Para Eduardo Vicente, professor de rádio do Departamento de Cinema, Rádio e TV da Escola de Comunicações e Artes da Universidade de São Paulo (ECA-USP), o rádio, ao contrário do que afirma o senso comum, se beneficiou muito com as novas tecnologias. Segundo ele, estamos vivendo um momento de mudanças e criatividade na forma de se produzir conteúdo em áudio: “Eu não acho absolutamente que as tecnologias nos afastaram do áudio, muito pelo contrário, olhando para o cenário de podcast, estamos num momento excepcionalmente criativo e bastante promissor para o áudio”, afirma.

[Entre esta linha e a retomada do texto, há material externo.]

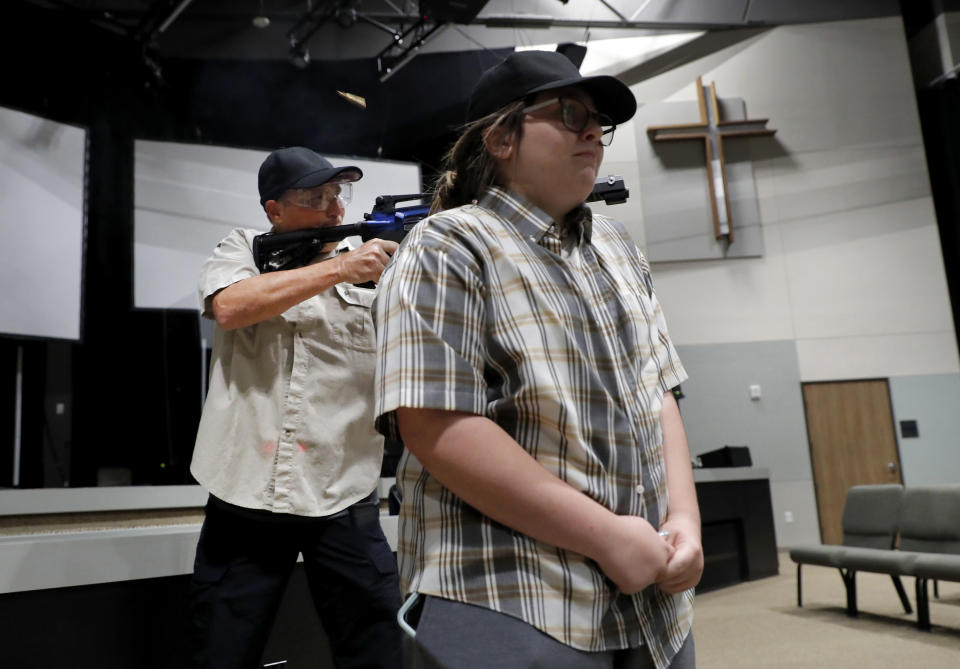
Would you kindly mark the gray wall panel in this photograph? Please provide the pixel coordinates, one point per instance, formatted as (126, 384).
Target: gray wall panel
(717, 411)
(934, 456)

O professor Gilson Schwartz, também do Departamento de Cinema, Rádio e TV da ECA e mestre no programa de pós-graduação do Núcleo de Estudos das Diversidades, Intolerâncias e Conflitos da FFLCH/USP, além de colunista da Rádio USP, também compartilha esse pensamento. Ele aponta para o problema dos grandes monopólios midiáticos e de como esse fator dificulta a produção de conteúdo alternativo, novo e independente.

Para ele, o conteúdo alternativo é um exemplo de produção que se beneficiou muito com a popularização dos meios digitais, em oposição aos grandes monopólios midiáticos: “O cidadão busca formas mais leves, mais baratas e mais acessíveis de comunicação, onde a criatividade pode aumentar a partir de meios mais democráticos”, comenta.